Дорогу Андрею загородил откуда-то взявшийся Бриедис, живший когда-то в Тупенях; вместе с покойным Осисом он хотел купить у Рутки норовистого гнедого. Нельзя сказать, чтобы Бриедис был близким знакомым, но остановил Андрея, чтобы отвязаться от Прица Баумана, который не отставал от него, как тень. Повернувшись к Прицу спиной, Бриедис шепнул Андрею:
– Ждет, когда пойду домой и отдам ему входной значок. В семье Бите ему не дают даже тридцати копеек. Пиво и то мое пьет.

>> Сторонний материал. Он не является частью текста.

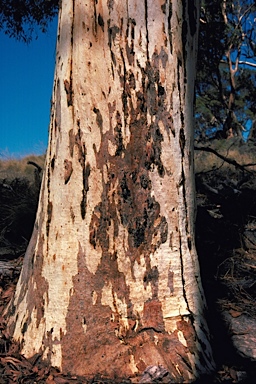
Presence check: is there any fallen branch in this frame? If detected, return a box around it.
[194,147,256,174]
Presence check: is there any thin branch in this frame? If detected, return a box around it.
[194,146,256,174]
[238,60,256,68]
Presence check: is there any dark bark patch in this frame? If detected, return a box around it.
[168,270,174,294]
[93,107,103,131]
[64,159,73,184]
[46,201,52,237]
[179,128,186,157]
[114,112,124,156]
[64,80,73,107]
[142,299,165,332]
[80,163,91,220]
[187,1,197,36]
[107,0,115,12]
[98,13,104,32]
[177,320,196,353]
[69,129,75,157]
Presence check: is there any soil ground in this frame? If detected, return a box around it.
[0,143,256,384]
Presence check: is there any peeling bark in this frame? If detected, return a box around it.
[6,0,213,382]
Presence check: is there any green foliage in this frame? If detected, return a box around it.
[196,0,256,139]
[0,0,59,42]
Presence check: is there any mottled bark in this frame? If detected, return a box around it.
[6,0,213,382]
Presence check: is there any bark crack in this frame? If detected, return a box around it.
[144,0,149,61]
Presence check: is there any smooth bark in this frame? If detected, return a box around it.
[6,0,213,382]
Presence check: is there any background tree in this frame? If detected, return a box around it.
[5,0,213,382]
[196,0,256,138]
[0,0,59,42]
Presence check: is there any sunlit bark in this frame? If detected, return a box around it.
[6,0,213,382]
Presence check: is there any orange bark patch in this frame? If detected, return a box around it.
[142,300,164,332]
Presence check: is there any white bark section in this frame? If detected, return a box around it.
[7,0,214,378]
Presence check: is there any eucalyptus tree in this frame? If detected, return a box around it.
[196,0,256,138]
[7,0,214,382]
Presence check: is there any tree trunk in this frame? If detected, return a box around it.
[6,0,213,382]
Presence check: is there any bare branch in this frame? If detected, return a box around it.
[194,146,256,174]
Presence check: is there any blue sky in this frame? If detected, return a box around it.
[0,19,57,158]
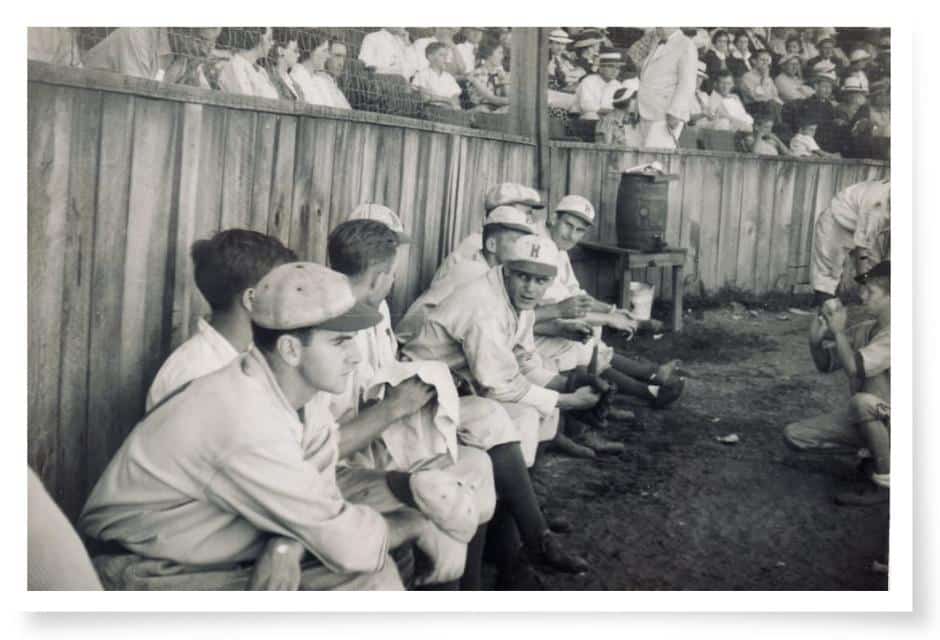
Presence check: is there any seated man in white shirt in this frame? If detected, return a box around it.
[708,70,754,131]
[571,49,627,120]
[359,27,418,80]
[411,42,461,110]
[79,262,478,590]
[146,229,297,411]
[328,210,586,589]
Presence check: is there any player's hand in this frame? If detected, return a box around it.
[558,295,593,318]
[559,320,594,342]
[567,386,601,409]
[385,377,436,418]
[248,537,304,591]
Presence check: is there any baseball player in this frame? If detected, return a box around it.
[328,209,587,589]
[810,179,891,304]
[784,261,891,505]
[79,262,479,590]
[535,195,684,408]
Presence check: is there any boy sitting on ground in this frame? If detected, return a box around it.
[784,261,891,505]
[328,209,587,589]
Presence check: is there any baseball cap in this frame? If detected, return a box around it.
[555,194,594,224]
[855,260,891,284]
[483,182,545,211]
[251,262,382,331]
[483,205,535,233]
[349,202,411,244]
[505,234,558,277]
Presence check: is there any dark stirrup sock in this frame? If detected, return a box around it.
[460,524,486,591]
[487,442,548,551]
[601,368,656,400]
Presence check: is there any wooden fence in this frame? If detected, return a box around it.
[549,142,890,299]
[28,63,535,517]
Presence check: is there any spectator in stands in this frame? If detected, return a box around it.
[359,27,420,81]
[594,84,643,148]
[709,70,754,131]
[219,27,278,98]
[738,51,783,119]
[836,76,868,126]
[571,49,624,120]
[790,107,839,158]
[301,40,352,109]
[163,27,223,89]
[548,29,585,92]
[846,48,871,92]
[689,60,715,127]
[637,27,698,149]
[260,29,306,102]
[774,53,813,102]
[467,43,509,113]
[411,27,462,78]
[84,27,173,82]
[728,31,752,80]
[411,41,461,110]
[806,35,845,75]
[752,103,792,156]
[26,27,82,67]
[456,27,484,76]
[571,29,604,77]
[703,29,731,82]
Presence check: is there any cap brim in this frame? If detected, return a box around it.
[506,260,558,278]
[483,222,535,235]
[314,302,382,331]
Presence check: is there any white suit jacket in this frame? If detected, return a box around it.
[637,31,698,121]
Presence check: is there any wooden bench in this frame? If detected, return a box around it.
[578,240,687,331]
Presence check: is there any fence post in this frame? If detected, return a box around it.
[509,27,550,190]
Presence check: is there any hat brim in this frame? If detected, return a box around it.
[506,260,558,278]
[483,222,535,236]
[313,302,382,332]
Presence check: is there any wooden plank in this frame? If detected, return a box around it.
[753,161,779,293]
[119,99,179,445]
[221,111,258,229]
[58,90,101,520]
[769,162,800,291]
[290,118,338,264]
[27,84,74,502]
[268,117,297,245]
[698,158,726,292]
[735,158,768,291]
[86,93,136,498]
[714,159,743,288]
[245,113,284,233]
[170,104,203,349]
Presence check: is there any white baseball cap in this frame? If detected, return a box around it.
[504,234,558,277]
[555,194,594,224]
[251,262,382,331]
[349,202,411,244]
[483,205,536,233]
[483,182,545,211]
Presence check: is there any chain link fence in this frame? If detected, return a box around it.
[28,27,512,132]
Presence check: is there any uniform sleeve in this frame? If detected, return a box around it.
[206,443,388,573]
[857,330,891,378]
[462,314,557,413]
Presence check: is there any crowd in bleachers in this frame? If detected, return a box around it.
[23,27,891,159]
[548,27,891,159]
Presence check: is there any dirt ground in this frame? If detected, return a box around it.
[534,306,888,589]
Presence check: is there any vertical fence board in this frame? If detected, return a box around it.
[86,93,136,493]
[58,90,101,518]
[27,84,74,502]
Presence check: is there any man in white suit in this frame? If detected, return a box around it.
[637,27,698,149]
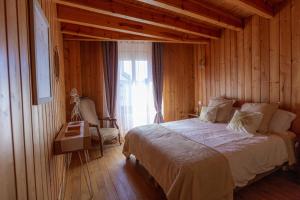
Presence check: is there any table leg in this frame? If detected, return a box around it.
[77,151,94,198]
[61,153,72,199]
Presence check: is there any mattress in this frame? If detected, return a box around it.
[161,118,288,187]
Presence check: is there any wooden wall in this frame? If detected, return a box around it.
[163,44,195,121]
[64,41,104,119]
[195,0,300,133]
[0,0,65,199]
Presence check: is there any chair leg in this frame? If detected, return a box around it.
[98,131,103,157]
[118,133,122,145]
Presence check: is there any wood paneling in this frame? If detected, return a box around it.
[64,41,104,119]
[163,44,195,121]
[0,0,65,199]
[195,1,300,133]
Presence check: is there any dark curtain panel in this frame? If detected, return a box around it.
[152,43,164,123]
[102,42,118,118]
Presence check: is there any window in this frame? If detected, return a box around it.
[117,42,155,133]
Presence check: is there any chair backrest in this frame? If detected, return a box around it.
[79,97,99,125]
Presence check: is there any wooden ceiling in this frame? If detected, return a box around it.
[56,0,283,44]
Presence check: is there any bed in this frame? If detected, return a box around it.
[123,118,293,200]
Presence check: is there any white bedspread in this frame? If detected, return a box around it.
[161,118,288,187]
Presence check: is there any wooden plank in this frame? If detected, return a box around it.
[204,45,213,104]
[163,44,195,121]
[61,31,208,44]
[251,15,261,102]
[57,6,211,42]
[230,0,274,19]
[259,18,270,103]
[224,29,231,97]
[230,31,238,99]
[17,0,36,199]
[214,41,221,97]
[270,13,280,103]
[291,0,300,133]
[279,4,292,109]
[136,0,243,31]
[0,0,17,199]
[244,19,252,102]
[61,23,164,40]
[237,29,245,102]
[57,0,220,39]
[6,0,27,199]
[208,42,216,97]
[218,31,226,96]
[201,46,208,105]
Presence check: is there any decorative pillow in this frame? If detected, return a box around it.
[199,106,218,122]
[241,103,278,133]
[269,109,296,133]
[208,97,235,122]
[227,110,263,135]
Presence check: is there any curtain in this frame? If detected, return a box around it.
[117,42,156,133]
[152,43,164,123]
[102,42,118,118]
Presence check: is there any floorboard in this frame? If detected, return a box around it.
[65,145,300,200]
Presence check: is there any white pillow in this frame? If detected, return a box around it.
[227,110,263,135]
[241,103,278,133]
[199,106,218,122]
[208,97,235,122]
[269,109,296,133]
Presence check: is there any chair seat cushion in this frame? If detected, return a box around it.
[90,128,119,142]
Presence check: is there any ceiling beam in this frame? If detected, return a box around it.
[56,0,220,39]
[229,0,274,19]
[134,0,243,31]
[61,23,165,40]
[57,5,209,42]
[61,31,208,45]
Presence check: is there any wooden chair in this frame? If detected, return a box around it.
[79,97,122,157]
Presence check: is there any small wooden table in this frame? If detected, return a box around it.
[188,113,199,118]
[54,121,94,199]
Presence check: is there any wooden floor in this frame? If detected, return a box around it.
[65,146,300,200]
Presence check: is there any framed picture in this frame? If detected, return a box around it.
[29,0,52,105]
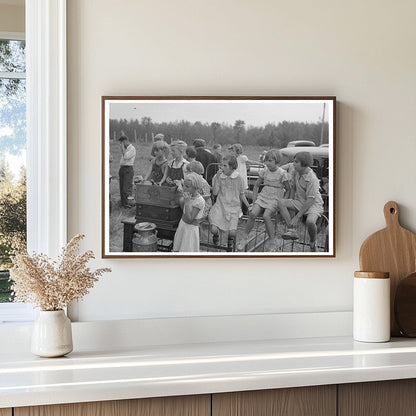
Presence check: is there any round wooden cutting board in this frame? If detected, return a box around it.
[360,201,416,336]
[394,273,416,337]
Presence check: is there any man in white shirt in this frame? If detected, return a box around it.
[118,135,136,208]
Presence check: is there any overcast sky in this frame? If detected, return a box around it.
[110,100,332,126]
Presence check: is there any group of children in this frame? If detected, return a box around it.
[138,140,323,252]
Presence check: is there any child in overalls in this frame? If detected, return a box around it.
[160,140,189,190]
[144,140,169,185]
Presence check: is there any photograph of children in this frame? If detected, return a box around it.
[102,97,336,257]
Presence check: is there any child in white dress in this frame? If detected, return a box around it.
[228,143,258,190]
[237,149,290,251]
[186,160,212,218]
[208,156,250,251]
[173,172,205,252]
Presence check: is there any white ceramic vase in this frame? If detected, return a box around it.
[31,310,72,358]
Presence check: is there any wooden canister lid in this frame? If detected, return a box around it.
[354,271,390,279]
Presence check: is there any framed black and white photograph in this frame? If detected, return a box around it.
[102,96,336,258]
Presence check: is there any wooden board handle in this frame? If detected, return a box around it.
[384,201,400,227]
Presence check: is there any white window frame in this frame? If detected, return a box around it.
[0,0,67,322]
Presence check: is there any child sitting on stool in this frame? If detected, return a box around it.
[278,152,324,251]
[208,156,250,251]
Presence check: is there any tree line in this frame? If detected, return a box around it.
[110,117,329,149]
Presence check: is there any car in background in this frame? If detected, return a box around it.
[247,145,329,189]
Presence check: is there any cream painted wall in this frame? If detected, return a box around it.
[68,0,416,321]
[0,4,25,32]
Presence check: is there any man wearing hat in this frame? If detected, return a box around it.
[193,138,217,185]
[118,135,136,208]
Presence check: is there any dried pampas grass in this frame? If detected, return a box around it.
[10,234,111,311]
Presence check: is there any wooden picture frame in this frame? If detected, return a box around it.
[102,96,336,258]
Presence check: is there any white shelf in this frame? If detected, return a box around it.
[0,337,416,407]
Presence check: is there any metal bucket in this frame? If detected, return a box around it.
[133,222,157,252]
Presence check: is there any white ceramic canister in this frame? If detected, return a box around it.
[31,310,72,357]
[353,271,390,342]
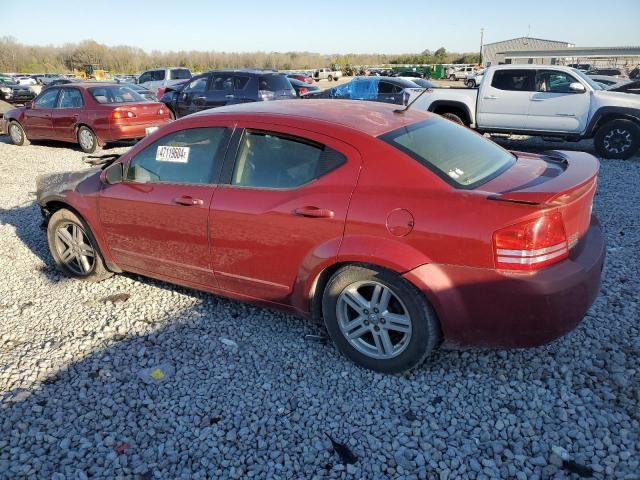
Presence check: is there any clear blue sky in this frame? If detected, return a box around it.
[0,0,640,53]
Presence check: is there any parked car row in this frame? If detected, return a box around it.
[0,82,170,153]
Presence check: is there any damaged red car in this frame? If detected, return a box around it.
[0,83,170,153]
[38,100,605,372]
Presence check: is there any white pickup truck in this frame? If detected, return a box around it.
[413,65,640,159]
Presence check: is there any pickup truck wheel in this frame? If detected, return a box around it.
[9,122,31,147]
[593,120,640,160]
[442,113,464,125]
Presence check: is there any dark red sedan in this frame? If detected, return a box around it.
[38,100,605,372]
[0,83,170,153]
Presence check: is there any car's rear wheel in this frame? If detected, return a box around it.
[78,125,99,153]
[442,113,464,125]
[593,120,640,160]
[322,265,440,373]
[9,122,31,147]
[47,208,113,282]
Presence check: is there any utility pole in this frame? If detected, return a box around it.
[480,28,484,66]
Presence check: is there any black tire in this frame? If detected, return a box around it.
[322,264,441,373]
[442,113,464,125]
[47,208,113,282]
[7,121,31,147]
[593,120,640,160]
[76,125,100,153]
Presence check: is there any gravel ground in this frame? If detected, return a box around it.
[0,137,640,480]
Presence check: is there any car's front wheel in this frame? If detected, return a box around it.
[322,265,441,373]
[593,120,640,160]
[9,122,31,147]
[78,125,99,153]
[47,208,113,282]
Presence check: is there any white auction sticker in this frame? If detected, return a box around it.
[156,145,189,163]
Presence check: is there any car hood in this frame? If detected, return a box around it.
[36,166,102,205]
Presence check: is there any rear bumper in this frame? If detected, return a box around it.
[405,217,606,347]
[109,118,170,141]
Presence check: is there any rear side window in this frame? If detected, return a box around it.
[127,128,227,184]
[35,88,60,108]
[379,118,515,188]
[536,70,577,93]
[58,88,83,108]
[258,75,291,92]
[169,68,191,80]
[491,70,535,92]
[231,131,346,189]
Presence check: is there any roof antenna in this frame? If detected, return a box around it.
[393,88,433,115]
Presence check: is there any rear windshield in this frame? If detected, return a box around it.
[380,118,516,188]
[88,85,146,104]
[169,68,191,80]
[258,75,291,92]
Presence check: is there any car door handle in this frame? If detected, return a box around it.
[293,207,335,218]
[173,195,204,207]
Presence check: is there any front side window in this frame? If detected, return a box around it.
[231,131,346,189]
[126,127,227,184]
[184,76,209,93]
[89,86,147,104]
[491,70,535,92]
[209,75,233,90]
[379,118,515,188]
[35,88,60,108]
[58,88,83,108]
[536,70,577,93]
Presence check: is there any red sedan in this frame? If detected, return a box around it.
[0,83,169,153]
[38,100,605,372]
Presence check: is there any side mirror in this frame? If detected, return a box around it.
[569,82,587,93]
[103,163,124,185]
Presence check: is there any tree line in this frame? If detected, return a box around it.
[0,37,479,73]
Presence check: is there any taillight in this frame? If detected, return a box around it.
[493,211,569,270]
[258,90,276,101]
[111,110,136,120]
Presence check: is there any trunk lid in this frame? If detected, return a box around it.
[482,151,600,248]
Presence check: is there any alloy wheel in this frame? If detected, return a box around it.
[603,128,633,154]
[336,281,412,359]
[55,222,96,276]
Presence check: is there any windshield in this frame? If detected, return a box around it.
[89,85,147,104]
[573,68,604,90]
[380,117,516,188]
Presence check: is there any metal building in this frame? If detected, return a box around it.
[482,37,575,66]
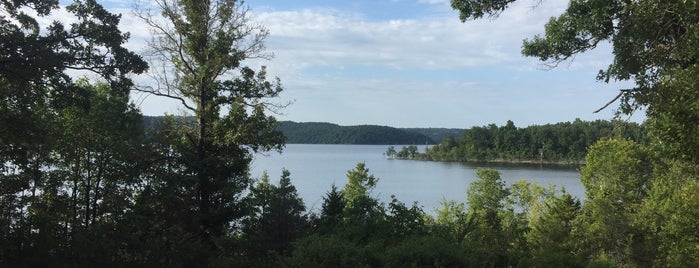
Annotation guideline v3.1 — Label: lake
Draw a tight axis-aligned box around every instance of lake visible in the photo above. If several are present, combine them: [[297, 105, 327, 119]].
[[251, 144, 585, 213]]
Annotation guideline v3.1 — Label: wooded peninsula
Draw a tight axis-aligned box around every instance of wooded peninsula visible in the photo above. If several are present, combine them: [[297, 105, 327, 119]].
[[386, 119, 646, 165]]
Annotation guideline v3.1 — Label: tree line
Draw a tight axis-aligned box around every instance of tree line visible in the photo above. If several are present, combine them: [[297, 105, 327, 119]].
[[277, 121, 434, 145], [0, 0, 699, 267], [394, 119, 646, 164]]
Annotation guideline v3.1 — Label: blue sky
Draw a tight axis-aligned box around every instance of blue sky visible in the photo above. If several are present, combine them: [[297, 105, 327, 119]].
[[100, 0, 642, 128]]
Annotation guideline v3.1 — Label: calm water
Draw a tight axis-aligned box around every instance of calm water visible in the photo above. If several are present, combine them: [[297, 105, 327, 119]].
[[251, 144, 584, 212]]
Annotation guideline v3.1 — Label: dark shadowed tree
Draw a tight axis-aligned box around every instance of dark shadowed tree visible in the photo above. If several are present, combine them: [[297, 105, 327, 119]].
[[137, 0, 283, 260]]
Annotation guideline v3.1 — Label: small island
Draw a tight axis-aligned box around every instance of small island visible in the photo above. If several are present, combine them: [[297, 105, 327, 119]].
[[384, 119, 645, 165]]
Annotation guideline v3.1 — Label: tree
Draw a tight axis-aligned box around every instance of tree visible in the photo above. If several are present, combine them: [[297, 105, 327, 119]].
[[466, 168, 514, 266], [384, 146, 398, 159], [452, 0, 699, 266], [0, 0, 147, 266], [342, 162, 379, 214], [579, 139, 651, 265], [244, 170, 306, 258], [526, 193, 582, 267], [137, 0, 283, 253]]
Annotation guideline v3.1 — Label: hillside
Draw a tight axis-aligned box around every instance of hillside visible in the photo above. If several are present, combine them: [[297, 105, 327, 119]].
[[277, 121, 435, 144], [400, 128, 464, 143]]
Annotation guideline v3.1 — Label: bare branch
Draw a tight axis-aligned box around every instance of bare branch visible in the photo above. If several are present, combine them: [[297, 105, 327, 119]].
[[592, 89, 629, 114]]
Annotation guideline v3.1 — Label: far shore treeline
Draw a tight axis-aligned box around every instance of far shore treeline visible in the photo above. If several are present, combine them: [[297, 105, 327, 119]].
[[386, 119, 646, 165], [0, 0, 699, 268]]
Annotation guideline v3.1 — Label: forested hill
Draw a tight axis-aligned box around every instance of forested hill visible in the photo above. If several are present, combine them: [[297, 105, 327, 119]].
[[277, 121, 435, 144], [412, 119, 645, 163], [399, 128, 465, 143]]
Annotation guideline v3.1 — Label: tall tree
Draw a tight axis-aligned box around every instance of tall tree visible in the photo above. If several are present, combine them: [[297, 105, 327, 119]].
[[0, 0, 147, 266], [136, 0, 283, 253]]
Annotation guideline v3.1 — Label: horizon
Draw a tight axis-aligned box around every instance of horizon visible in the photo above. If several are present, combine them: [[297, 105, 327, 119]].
[[90, 0, 645, 128]]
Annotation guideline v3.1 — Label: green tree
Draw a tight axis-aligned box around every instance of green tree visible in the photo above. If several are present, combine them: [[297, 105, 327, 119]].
[[526, 193, 582, 267], [243, 170, 307, 258], [317, 184, 345, 234], [466, 168, 514, 266], [137, 0, 283, 256], [342, 162, 379, 217], [0, 0, 147, 266], [579, 139, 650, 264], [384, 146, 398, 159]]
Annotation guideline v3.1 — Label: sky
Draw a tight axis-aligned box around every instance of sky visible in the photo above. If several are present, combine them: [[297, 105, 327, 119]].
[[94, 0, 642, 128]]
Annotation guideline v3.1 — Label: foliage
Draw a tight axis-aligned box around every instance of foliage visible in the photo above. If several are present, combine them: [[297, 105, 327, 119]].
[[277, 121, 434, 144], [417, 119, 645, 164], [131, 0, 283, 264]]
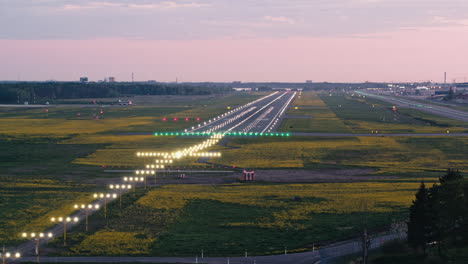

Бауман зажал под мышкой пустую бутылку, другую, начатую, держал в руке. Он втерся между ними и продолжал давно начатый разговор, в твердой уверенности, что никто не может слушать ни о чем ином, как только о его бедственном положении.
– Да, так-то мне живется! – почти кричал Бауман, широко раскрывая рот. Длинные, мокрые от пива усы гневно топорщились. – Я один зарабатываю, восьмой год с пилой не слезаю с бревен, без рук можно остаться. Рубль двадцать – рубль тридцать в день зашибаю, как начну весной, так до поздней осени. Но разве я хоть одну копейку вижу! Бутылку пива не могу заказать, пальцы из сапог вылезают. А теперь к тестю сын явился, его собираются сделать хозяином в Яунбривинях. А на чьи деньги усадьбу купили? Теперь я сопляк, нищий! Вся банда Бите на один манер сшита. Моя Мара такая же. В банду к разбойникам я попал!
– Кажется, твоя Мара идет сюда, – вставил Бриедис, глядя в сторону.
Бауман сразу замолчал. Пугливо оглядевшись, подскочил к Бриедису, снял зеленый березовый листок и приколол себе. Буфетчик, поднявшись на носки, кричал через головы выпивающих:
Бауман, давай бутылки сюда! Смотри, по уйди с ними!
Приц рассердился.
– Чего орешь, очень нужны мне твои бутылки! Что я, вор?
Продираясь к буфету, прямо из горлышка высасывал остатки пива.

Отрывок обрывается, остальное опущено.